National security organizations need highly skilled and intellectually creative individuals who are eager to apply their talents to address the nation's most pressing challenges. Government officials and industry representatives have described the high stakes of the national security threats facing the United States; the demand for a STEM-skilled[1] and technology-savvy workforce; and the need to fill jobs that require enormous attention to detail, precision, and a low tolerance for errors. In public and private discussions, many officials and experts have addressed the need for neurodiversity in the national security community. They describe missions that are too important and too difficult to be left solely to the portion of the population who think in typical ways.[2]

Key Findings

  • Neurodiversity can strengthen a national security organization.
  • Fundamental strengths that are common among members of the neurodivergent population include problem-solving, pattern recognition, visualization, and other skills that benefit many national security fields.
  • Workplace practices in national security organizations can serve as barriers to the hiring and retention of neurodivergent individuals. Within the U.S. government, neurodivergence is treated as a disability, which means that employees must declare themselves disabled in order to thrive in workplaces designed for neurotypical workforces.
  • The size of the neurodivergent population in U.S. national security organizations is unknown.
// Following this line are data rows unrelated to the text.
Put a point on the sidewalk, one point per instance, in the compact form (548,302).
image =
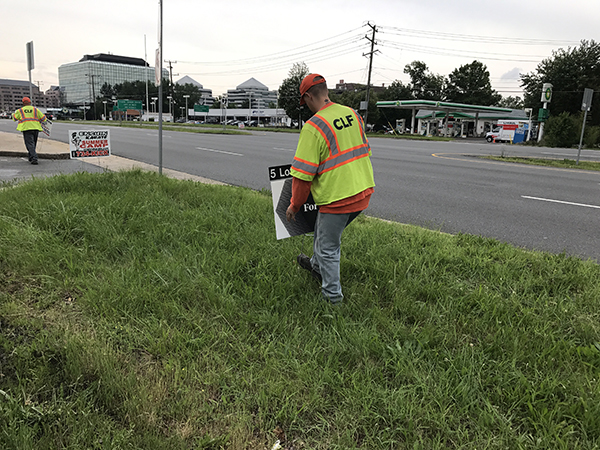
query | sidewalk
(12,146)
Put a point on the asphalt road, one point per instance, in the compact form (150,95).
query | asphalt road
(438,185)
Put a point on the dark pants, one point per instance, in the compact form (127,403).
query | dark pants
(30,138)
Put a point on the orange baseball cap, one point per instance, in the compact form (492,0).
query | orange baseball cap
(310,80)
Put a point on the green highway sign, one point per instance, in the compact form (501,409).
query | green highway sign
(124,105)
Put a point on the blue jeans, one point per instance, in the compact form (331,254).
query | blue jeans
(326,251)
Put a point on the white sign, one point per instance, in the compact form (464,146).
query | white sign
(157,74)
(89,143)
(546,93)
(46,127)
(281,189)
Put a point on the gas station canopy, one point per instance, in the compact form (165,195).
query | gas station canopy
(434,105)
(449,108)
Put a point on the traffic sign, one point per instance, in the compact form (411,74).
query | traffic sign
(124,105)
(586,105)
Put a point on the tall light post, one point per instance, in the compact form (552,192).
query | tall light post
(186,110)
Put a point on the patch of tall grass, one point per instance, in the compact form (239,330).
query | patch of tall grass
(138,311)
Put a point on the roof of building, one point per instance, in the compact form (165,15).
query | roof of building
(106,57)
(189,80)
(252,83)
(6,82)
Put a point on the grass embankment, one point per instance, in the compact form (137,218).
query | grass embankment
(148,313)
(548,162)
(167,126)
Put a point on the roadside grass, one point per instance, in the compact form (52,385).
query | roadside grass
(188,128)
(549,162)
(415,137)
(143,312)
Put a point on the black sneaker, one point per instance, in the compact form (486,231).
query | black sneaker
(304,262)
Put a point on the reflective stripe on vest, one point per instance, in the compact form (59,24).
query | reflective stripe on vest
(28,119)
(336,157)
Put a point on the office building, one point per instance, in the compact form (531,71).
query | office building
(83,80)
(254,91)
(13,91)
(206,97)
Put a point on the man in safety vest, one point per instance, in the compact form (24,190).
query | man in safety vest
(29,119)
(333,162)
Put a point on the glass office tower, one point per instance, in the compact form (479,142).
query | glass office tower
(83,80)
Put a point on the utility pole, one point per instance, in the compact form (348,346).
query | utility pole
(93,102)
(171,76)
(371,53)
(171,72)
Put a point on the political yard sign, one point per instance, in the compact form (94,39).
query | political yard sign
(281,189)
(46,127)
(87,144)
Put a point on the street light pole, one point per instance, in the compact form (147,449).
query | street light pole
(186,110)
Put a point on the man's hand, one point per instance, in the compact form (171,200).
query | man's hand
(290,214)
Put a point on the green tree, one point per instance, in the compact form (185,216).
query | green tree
(511,102)
(289,93)
(424,85)
(471,84)
(395,91)
(353,99)
(570,72)
(561,131)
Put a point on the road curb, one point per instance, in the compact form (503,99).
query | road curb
(19,154)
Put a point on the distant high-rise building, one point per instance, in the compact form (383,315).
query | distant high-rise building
(254,91)
(83,80)
(13,91)
(206,94)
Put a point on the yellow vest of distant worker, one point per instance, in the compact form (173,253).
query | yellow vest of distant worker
(29,118)
(333,153)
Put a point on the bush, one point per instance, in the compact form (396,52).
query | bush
(561,131)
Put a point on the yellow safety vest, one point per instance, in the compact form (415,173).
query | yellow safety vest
(29,118)
(334,153)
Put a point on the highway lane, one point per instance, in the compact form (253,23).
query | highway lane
(438,185)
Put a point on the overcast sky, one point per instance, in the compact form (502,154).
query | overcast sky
(221,44)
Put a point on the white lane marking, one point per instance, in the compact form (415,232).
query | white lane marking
(560,201)
(219,151)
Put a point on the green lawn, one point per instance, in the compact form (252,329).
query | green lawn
(548,162)
(141,312)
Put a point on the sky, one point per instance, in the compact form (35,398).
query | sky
(221,44)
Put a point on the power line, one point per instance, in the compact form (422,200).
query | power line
(473,38)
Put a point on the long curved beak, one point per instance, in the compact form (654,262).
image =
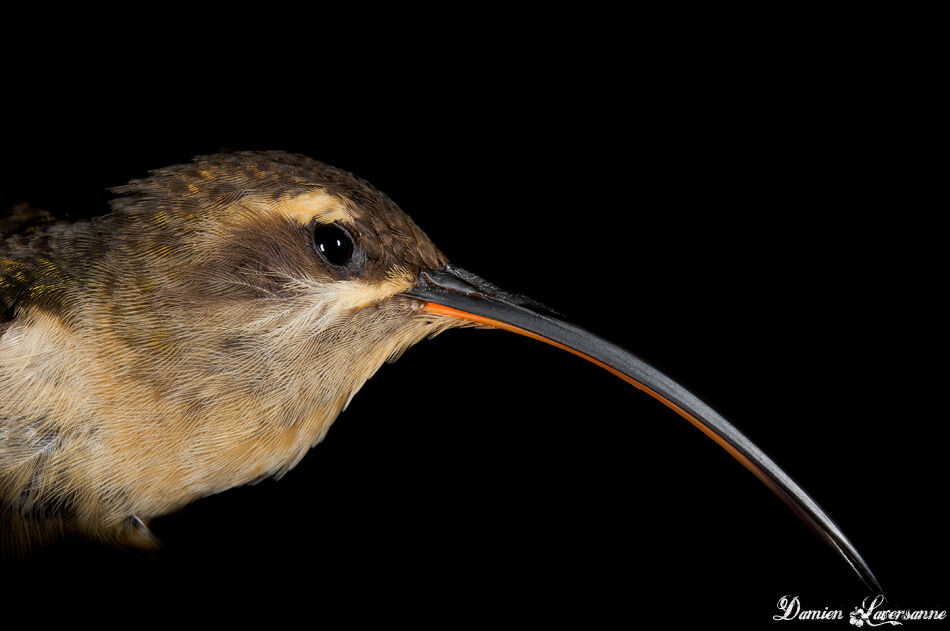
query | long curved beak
(455,292)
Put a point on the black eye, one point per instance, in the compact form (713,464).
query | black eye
(333,243)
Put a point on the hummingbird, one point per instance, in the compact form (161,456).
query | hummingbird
(208,330)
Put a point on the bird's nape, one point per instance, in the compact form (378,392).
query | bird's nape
(451,291)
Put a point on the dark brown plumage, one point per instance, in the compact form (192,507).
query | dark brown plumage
(190,340)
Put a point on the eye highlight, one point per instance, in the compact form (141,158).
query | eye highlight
(333,243)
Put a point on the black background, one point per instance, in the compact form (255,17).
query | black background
(750,211)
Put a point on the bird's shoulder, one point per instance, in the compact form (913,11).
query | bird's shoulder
(28,270)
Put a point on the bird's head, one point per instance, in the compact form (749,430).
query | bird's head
(255,289)
(208,330)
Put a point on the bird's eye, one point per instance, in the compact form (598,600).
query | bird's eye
(333,243)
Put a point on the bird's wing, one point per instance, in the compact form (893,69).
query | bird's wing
(17,225)
(22,218)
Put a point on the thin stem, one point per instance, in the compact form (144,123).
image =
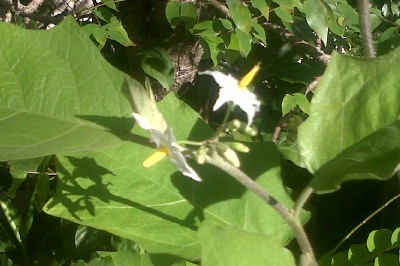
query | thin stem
(364,222)
(191,143)
(284,212)
(365,22)
(301,200)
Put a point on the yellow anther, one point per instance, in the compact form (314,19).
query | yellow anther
(157,156)
(248,78)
This can lead to two unproven assumptions: (1) that neurodivergence is not prevalent in the national security workforce and (2) that this lack of visible prevalence is not due to any systemic discrimination.
  • Several aspects of the recruitment and hiring process, including unclear or confusing job descriptions, complex application processes, and job interviews that focus on social and behavioral norms, can pose barriers to a neurodiverse workforce.
  • Once on board, neurodivergent employees can face challenges navigating careers in workplaces that are not designed for them.
  • Keys to creating a neurodiverse national security workplace include adopting design principles that benefit everyone in the workplace, focusing hiring procedures on the job itself, and preparing the workplace to support neurodiversity.